At age 18, I met Terry, who was a vegetarian at the time. Even though I didn’t think I’d ever become a vegetarian, I stopped wanting to eat meat. I haven’t eaten it since. That was 36 years ago.
My husband and I have been on vegan or raw-food diets for short periods, although we’ve been lacto-ovo vegetarians consistently throughout the years. And I always added eggs and dairy products to my diet during pregnancy and while nursing.
Our children, Will and Christina, were breastfed exclusively for their first 6 months and then gradually introduced to homemade baby food. We added eggs and dairy products to Will’s and Christina’s diets while they were growing and let them choose their diets as adults.
At 25 and 20, Will and Christina are still lifelong vegetarians, using organic foods when possible. Today, Will is a lacto-ovo vegetarian, and Christina is a vegan five days a week and lacto-ovo vegetarian the other two. Will’s wife, Chea, and Christina’s husband, Tom, both happily eat vegan meals, yet they also eat meat at times.
Like Christina, I’m vegan five days a week and lacto-ovo vegetarian the other two. Terry is vegan 2-4 days each week. Terry’s and my parents and siblings generally continued their traditional diets.
What about Family Reunions? Aren’t They Awkward?
My answer is, “Not at all.” Those of us who are vegetarian are so mainly for health reasons. We don’t have problems with people who eat meat, and people who eat meat don’t have problems with us. We wear leather, and we aren’t extremists.
Sometimes a family member will want to make a special vegetarian dish for a family gathering. Most of the time, those of us who are vegetarians eat the salads, fruit, vegetables, and dessert from the regular meal. All that’s added is wholegrain bread, cheese, and peanut butter. At least, that’s what my mother has done at family gatherings for years.
My mother makes a variation of wholegrain Finnish flatbread that we all love and look forward to. The main part of the meal is family togetherness. The most important ingredient is love.
Dealing with Family Gatherings That Include Vegetarians
Since vegetarians may or may not eat fish, eggs, and dairy, it’s always safest to ask. As lacto-ovo vegetarians, we don’t eat fish, but we can eat dairy products and eggs.

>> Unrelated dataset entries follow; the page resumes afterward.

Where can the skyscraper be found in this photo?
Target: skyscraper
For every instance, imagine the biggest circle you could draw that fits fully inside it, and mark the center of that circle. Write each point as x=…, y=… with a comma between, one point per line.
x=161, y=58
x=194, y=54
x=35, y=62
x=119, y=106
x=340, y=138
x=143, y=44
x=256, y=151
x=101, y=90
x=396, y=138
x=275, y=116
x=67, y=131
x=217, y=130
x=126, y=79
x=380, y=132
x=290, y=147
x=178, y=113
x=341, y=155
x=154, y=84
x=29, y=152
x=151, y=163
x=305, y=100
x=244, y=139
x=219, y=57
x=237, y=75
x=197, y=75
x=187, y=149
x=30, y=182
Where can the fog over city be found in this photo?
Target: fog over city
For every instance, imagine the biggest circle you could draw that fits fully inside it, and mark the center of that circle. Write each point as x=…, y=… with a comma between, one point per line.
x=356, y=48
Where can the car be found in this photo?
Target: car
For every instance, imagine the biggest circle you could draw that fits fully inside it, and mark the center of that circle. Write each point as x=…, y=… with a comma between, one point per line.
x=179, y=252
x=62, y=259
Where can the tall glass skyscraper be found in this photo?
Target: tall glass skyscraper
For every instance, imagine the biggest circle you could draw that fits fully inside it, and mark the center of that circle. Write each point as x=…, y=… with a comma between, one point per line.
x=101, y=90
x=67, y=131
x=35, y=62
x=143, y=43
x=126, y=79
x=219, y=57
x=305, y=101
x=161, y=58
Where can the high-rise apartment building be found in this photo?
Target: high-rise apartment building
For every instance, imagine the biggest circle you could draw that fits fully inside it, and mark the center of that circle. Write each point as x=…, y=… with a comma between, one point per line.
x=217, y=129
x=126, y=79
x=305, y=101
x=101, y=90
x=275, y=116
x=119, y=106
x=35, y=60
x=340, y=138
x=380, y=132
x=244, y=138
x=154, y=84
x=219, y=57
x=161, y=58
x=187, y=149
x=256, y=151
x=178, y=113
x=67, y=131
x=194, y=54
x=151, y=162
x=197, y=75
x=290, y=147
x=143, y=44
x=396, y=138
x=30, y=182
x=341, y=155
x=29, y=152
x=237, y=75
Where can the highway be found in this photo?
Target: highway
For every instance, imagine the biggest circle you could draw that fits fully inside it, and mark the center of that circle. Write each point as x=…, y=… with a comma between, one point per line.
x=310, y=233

My daughter and I are vegan (sort of) five days a week mainly because of the higher fiber and lower fat content. So we don’t worry if there are eggs in a dish or if we visit someone and eat dairy and eggs on a day we are normally vegan.
If someone is a strict vegan, then it’s a bit more challenging. There are egg substitutes at health-food stores that can replace the eggs in most dishes. Like many people, I typically use soymilk instead of regular milk, and soymilk is readily available in most cities. Usually the wholegrain bread and nut butter will work for vegans at a family meal.
My Family’s Vegetarian Recipe Solution
Here’s a flatbread variation that’s easy to make. We save it for family get-togethers so it always seems special.
Lightly coat frozen wholegrain bread dough with vegetable oil and let thaw 3-5 hours in a plastic bag. Form into a ball and then roll out dough on floured board or counter. Put loaf on greased pan to rise about 1 hour. Punch holes in bread dough with a fork. Bake 30 minutes at 375 degrees.
I’ve also made flatbread by mixing and kneading wholegrain bread dough in a bread machine. Then I just have to roll it out, let it rise, punch holes in the dough, and bake as before. Simple, yet delicious, and special because it’s made with love.
Has your family found a way to happily deal with different diets?